IQair has a line of products to choose from which is known for both its technical and stylish design aspects. Its Swiss design is unparalleled. IQair provides homes and businesses with quality air cleaning performance. The performance of the Iqair system was tested and proved during the SARS (Severe Acute Respiratory Syndrome) outbreak which placed them on top after proving that their product could clean the air in hospitals. The technology is also tested by the American Lung Association and recommends it as a superior room purification system. Technically, this product is superior because it purifies the air that passes through the filter to 90% or better.

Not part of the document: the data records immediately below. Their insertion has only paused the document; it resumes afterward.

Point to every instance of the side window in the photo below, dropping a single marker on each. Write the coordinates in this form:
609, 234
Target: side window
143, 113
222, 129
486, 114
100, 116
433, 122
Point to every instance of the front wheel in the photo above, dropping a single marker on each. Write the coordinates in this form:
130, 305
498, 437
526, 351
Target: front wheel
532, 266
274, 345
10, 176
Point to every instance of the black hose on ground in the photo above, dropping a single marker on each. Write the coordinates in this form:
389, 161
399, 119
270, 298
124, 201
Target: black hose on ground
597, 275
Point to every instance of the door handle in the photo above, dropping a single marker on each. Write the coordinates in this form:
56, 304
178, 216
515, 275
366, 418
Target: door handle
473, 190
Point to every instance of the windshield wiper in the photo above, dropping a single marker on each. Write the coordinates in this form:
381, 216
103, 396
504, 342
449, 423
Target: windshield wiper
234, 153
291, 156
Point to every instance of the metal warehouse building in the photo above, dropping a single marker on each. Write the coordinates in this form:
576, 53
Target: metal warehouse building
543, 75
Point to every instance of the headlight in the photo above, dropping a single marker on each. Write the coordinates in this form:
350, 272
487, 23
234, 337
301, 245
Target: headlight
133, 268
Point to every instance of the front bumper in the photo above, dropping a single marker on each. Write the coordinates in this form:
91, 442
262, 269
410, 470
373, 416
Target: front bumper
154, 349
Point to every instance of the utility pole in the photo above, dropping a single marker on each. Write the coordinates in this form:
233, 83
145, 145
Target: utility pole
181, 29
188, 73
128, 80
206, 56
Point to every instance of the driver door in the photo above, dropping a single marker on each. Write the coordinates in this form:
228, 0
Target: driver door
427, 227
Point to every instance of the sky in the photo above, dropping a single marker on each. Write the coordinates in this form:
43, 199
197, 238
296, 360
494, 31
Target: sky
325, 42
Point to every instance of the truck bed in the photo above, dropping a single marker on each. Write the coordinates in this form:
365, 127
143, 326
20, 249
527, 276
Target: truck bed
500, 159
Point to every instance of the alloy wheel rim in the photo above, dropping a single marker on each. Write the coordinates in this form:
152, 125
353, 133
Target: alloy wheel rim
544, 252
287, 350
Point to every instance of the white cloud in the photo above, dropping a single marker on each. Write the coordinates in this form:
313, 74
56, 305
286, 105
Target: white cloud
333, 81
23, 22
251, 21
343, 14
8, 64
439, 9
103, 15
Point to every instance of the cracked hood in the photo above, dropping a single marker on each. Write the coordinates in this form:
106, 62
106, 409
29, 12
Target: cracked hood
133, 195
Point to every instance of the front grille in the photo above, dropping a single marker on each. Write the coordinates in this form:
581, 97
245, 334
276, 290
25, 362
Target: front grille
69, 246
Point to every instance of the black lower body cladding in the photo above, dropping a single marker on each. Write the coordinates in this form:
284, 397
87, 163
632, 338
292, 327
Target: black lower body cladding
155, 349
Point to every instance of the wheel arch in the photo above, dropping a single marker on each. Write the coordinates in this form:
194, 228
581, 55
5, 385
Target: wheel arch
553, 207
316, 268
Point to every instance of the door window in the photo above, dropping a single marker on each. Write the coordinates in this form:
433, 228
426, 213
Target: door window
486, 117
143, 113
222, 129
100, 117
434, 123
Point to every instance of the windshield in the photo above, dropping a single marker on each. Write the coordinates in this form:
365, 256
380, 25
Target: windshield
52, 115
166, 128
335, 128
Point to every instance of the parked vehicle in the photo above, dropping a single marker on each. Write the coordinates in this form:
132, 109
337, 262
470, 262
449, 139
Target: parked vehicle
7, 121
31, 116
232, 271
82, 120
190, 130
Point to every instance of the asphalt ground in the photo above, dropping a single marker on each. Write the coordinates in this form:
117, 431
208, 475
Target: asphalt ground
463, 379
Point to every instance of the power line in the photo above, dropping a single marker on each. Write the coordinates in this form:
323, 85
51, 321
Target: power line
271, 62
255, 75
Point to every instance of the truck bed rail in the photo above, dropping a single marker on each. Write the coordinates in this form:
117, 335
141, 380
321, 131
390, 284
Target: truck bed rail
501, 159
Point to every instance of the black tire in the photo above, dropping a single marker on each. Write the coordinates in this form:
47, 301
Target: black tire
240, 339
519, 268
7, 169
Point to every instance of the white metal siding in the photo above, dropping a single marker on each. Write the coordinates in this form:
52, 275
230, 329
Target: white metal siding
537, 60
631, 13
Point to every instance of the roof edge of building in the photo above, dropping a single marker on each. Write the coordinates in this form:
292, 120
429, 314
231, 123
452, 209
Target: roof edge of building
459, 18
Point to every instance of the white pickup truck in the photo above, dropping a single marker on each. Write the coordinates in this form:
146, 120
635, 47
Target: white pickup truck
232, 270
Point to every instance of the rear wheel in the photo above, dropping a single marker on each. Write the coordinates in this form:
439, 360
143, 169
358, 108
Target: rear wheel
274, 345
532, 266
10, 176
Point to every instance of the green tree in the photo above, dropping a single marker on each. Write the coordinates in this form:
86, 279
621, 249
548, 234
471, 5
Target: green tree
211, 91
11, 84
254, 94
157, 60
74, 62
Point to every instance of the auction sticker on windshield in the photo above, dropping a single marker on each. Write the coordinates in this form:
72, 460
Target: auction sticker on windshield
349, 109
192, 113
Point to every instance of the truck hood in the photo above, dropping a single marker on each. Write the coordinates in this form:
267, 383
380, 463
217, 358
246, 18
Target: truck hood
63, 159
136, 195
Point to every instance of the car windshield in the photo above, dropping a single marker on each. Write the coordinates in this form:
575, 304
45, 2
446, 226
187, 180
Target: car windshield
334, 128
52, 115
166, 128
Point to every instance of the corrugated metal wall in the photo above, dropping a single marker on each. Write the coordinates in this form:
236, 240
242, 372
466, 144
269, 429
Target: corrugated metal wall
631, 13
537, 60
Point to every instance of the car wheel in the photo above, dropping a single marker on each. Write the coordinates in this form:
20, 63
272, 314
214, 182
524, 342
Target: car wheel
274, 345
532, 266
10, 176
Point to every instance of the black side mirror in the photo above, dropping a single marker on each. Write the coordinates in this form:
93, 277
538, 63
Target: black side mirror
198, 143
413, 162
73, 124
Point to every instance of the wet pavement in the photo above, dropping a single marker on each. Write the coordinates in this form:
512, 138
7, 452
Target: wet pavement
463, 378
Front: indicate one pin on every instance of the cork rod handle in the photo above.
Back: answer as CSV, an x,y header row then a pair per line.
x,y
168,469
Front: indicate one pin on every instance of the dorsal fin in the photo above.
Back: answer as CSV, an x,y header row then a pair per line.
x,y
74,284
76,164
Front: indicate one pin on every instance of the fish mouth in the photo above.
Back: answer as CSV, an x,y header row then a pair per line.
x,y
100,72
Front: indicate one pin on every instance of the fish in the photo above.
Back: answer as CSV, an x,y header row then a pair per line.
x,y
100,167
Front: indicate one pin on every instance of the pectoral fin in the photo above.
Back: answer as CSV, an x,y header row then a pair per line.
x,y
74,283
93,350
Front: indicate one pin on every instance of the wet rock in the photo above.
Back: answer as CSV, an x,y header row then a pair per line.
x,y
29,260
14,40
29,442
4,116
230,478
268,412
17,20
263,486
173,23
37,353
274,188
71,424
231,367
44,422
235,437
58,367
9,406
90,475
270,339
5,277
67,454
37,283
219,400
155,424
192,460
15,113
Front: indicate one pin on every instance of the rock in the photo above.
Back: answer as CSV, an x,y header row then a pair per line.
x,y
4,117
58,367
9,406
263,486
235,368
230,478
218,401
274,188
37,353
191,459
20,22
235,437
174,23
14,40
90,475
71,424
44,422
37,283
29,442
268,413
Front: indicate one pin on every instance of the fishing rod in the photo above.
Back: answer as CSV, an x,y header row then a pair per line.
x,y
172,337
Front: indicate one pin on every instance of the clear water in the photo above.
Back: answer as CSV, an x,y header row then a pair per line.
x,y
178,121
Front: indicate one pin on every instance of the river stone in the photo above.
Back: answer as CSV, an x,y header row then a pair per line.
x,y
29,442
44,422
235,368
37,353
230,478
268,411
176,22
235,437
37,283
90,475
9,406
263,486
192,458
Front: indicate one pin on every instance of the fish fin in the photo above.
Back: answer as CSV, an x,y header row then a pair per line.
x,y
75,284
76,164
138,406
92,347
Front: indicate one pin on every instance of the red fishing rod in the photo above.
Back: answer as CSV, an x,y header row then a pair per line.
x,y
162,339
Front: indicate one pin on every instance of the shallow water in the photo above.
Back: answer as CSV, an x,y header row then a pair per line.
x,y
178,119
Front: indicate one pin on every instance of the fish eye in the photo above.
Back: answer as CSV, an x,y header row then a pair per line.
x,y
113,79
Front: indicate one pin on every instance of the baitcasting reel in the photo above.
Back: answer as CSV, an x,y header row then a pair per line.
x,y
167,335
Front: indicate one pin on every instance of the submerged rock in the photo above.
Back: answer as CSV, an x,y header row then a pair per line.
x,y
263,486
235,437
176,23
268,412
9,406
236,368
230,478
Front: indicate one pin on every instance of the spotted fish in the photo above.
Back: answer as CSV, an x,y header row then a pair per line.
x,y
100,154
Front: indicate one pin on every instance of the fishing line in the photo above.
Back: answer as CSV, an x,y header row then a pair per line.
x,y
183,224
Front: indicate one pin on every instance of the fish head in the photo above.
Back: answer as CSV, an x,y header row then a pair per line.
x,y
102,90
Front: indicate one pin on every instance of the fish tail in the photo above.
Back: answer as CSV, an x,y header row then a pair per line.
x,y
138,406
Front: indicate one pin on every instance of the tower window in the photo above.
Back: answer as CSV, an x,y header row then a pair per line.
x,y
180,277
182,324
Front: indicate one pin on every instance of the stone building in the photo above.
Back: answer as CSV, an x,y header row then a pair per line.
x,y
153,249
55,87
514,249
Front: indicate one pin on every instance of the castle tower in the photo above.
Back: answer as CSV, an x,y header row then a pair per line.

The IqAir product line includes models such as: HealthPro Compact, HealthPro, HealthPro Plus, GC AM, GC VOC, GC Chemisorber and GC Multigas that carries 1-5 years of warranty along with it after purchase. The HealthPro line specifically has the ideal airflow quality for those people suffering from allergies and asthma.  GC series on the other hand, addresses a specific range of chemicals, pollutants, gases and odors in the air. It is important to determine what your specific air purification requirements are before selecting a system. For example, the IQair 16 will guarantee you the cleanest air possible. It eliminates allergens, dusts and many other viruses and pollutants. For commercial use, IQair HealthPro Plus is recommended for hospitals and other medical establishments where many airborne viruses are present, it is also recommended for household use. The GC Multigas is effective in removing harmful tobacco smoke.

Once again, it is advisable to consider your specific needs before selecting an air purifier system. At the end of the day, an educated consumer can make a wise selection and also provide feedback to manufacturers. This feedback is valuable because it leads to future product improvements and we all benefit from cleaner air to breathe.